The concept of quantum computing is gaining increasing popularity in the last years due to its potential for running certain classes of algorithms much more efficiently than classical computation. These algorithms span from simulation of quantum mechanical effects to factorization of large number, from simulation of molecules for drug discovery to encryption of data.
One of the challenges of the current state-of-the-art of quantum computing is related to the scalability of this technology since, in order to solve the aforementioned problems, the required number of logical qubits in a quantum processor is in the order of millions. Qubits are very fragile systems and, to maintain their encoded information intact over time, it is necessary to keep them (most of the existent qubit classes) at very low temperature in dedicated dilution fridges; spin qubits in particular (the type of qubits that this work will focus on) need to be kept at around 2-300mK in most of the technologies available nowadays. Since having millions of big wires coming out of a fridge to control the qubits is nor feasible nor reasonable, it has been
proposed that a big part of the interface electronics is moved from room temperature to cryogenic temperature, close to the qubits.

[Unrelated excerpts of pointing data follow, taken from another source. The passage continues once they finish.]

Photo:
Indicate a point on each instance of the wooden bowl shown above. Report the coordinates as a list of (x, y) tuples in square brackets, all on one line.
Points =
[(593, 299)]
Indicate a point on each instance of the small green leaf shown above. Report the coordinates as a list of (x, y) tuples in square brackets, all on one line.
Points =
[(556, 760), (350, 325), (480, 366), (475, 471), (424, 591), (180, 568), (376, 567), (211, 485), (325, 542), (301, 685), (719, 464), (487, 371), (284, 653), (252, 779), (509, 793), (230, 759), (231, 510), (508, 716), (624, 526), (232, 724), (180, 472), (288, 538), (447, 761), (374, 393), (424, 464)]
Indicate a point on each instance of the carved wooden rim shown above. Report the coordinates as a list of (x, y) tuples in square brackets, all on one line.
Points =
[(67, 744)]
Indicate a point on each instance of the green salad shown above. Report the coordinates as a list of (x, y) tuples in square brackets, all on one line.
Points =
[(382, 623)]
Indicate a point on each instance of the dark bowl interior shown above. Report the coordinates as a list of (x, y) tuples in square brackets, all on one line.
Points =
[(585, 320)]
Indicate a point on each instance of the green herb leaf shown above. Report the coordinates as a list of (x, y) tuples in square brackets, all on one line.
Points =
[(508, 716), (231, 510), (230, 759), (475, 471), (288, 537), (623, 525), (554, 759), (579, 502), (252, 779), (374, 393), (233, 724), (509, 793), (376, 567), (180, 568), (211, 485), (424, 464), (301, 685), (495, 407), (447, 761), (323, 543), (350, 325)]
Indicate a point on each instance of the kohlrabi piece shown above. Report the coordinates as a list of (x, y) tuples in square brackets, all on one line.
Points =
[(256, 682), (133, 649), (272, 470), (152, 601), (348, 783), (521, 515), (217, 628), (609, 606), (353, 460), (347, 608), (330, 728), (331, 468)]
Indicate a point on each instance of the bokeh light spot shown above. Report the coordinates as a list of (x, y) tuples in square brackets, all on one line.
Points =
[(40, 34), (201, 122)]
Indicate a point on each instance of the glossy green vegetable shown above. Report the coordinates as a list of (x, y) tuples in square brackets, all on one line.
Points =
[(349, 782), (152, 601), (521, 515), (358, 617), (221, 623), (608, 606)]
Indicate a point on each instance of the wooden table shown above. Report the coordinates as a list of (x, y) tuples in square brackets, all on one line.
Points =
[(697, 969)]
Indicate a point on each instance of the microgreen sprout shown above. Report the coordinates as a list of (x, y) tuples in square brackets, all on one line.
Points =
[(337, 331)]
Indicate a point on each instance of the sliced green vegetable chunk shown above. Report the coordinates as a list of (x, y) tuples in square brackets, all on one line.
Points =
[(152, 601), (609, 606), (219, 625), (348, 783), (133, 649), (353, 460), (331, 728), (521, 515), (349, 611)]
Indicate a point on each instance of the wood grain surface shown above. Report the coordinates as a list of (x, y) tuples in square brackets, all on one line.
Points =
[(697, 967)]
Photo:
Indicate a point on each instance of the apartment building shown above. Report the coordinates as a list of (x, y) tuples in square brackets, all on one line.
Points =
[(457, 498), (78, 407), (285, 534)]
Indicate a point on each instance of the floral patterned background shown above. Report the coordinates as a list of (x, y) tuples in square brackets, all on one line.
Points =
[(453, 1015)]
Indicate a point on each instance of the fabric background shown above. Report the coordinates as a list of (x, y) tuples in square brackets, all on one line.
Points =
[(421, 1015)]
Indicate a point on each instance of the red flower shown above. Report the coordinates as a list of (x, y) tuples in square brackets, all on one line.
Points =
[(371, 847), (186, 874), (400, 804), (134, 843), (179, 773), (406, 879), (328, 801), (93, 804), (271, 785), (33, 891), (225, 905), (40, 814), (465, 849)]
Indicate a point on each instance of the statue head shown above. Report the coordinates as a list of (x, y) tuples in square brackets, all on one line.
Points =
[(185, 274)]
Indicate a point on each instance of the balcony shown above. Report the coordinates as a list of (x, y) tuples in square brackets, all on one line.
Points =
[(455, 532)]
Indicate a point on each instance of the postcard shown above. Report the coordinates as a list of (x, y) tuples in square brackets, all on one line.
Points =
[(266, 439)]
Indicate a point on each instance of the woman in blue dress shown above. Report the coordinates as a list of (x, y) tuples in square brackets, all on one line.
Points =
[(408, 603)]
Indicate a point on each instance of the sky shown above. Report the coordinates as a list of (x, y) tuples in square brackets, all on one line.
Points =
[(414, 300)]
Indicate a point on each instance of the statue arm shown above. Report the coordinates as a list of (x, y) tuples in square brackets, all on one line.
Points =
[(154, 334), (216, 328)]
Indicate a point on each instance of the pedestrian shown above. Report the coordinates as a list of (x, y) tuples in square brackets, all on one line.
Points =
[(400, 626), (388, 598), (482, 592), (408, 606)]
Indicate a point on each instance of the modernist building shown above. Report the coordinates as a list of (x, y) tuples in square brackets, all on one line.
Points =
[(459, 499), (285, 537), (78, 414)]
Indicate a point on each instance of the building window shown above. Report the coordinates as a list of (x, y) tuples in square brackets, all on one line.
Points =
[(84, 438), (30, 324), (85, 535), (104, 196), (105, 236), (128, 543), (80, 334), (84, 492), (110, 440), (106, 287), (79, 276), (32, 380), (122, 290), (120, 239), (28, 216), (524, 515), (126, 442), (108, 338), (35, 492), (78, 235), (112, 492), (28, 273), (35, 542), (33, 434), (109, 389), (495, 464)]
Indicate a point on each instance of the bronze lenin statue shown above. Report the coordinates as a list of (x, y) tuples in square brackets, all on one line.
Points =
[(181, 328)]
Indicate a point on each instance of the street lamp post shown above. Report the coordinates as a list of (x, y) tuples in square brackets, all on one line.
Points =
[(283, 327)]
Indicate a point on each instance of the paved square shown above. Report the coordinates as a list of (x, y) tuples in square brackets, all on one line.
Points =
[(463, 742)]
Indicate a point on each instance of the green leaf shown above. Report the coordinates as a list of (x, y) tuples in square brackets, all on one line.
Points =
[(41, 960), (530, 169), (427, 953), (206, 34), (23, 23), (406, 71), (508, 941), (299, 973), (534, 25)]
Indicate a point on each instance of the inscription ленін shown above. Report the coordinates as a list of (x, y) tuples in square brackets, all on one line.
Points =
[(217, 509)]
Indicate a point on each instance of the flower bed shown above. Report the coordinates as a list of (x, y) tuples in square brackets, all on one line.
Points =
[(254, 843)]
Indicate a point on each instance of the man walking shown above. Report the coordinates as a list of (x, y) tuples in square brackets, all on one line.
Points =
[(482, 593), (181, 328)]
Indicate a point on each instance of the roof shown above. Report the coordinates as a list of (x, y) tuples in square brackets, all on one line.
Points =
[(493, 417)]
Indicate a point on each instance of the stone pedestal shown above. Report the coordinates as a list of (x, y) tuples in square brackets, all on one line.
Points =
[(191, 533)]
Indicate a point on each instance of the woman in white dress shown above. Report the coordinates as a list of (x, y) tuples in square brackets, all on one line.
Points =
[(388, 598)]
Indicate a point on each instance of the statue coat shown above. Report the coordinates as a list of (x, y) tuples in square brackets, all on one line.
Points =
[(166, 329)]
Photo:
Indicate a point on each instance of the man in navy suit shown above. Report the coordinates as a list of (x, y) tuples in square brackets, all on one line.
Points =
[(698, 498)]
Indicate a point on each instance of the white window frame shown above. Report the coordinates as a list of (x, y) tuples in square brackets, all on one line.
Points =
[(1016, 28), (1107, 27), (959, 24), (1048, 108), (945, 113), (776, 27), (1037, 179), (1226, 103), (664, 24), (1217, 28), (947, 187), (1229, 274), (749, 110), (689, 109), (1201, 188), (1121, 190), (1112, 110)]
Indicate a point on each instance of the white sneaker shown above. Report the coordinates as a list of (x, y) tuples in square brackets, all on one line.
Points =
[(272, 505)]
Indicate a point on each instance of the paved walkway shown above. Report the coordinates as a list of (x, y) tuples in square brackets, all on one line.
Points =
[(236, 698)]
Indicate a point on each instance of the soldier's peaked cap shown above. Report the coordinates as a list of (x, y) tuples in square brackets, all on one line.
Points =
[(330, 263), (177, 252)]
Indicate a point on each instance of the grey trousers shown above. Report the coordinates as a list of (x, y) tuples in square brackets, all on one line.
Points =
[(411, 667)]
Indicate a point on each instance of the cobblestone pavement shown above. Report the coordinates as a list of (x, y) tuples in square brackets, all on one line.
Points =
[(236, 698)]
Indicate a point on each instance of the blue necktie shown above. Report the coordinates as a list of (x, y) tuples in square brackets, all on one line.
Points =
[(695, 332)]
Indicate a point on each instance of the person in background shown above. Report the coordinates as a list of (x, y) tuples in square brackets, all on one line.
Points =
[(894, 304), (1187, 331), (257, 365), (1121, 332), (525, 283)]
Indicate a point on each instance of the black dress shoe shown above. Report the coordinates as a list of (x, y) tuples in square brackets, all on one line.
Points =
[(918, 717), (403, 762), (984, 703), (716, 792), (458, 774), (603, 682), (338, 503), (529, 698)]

The readout of a qubit consists in translating its state into a piece of information that can be used for computation in quantum algorithms. In the specific case of spin qubits, the information is encoded in the spin of electrons or quantum states of multiple electrons, when those are subjected to a magnetic field. The weak magnitude of the signal encoding this type of information, together with the temperature at which the system operates result in very strict requirements for power and noise of the integrated circuit.
This work presents a review of the readout process together with the design and simulation of a low frequency readout circuit. Many readout techniques are addressed and pros and cons of each one are discussed before diving into the actual circuit design. The SiGe BiCMOS technology from IHP is analyzed due to its potential for realizing low noise readout circuit. This technology is used in Cadence for simulating and assessing the performance of some proposed readout circuit architectures, namely the Current amplifier, the Voltage amplifier, the Transimpedance amplifier and the Charge amplifier. Eventually, the Voltage amplifier, which shows the more promising results in preliminary simulations, is designed at transistor level and combined with other blocks to realize the whole front-end readout circuit. From the simulation results, it is believed that the circuit can meet the target specification of 10dB SNR and achieve a functional reading at cryogenic temperature with a power consumption lower than 10µW at a speed of 1Ms/s.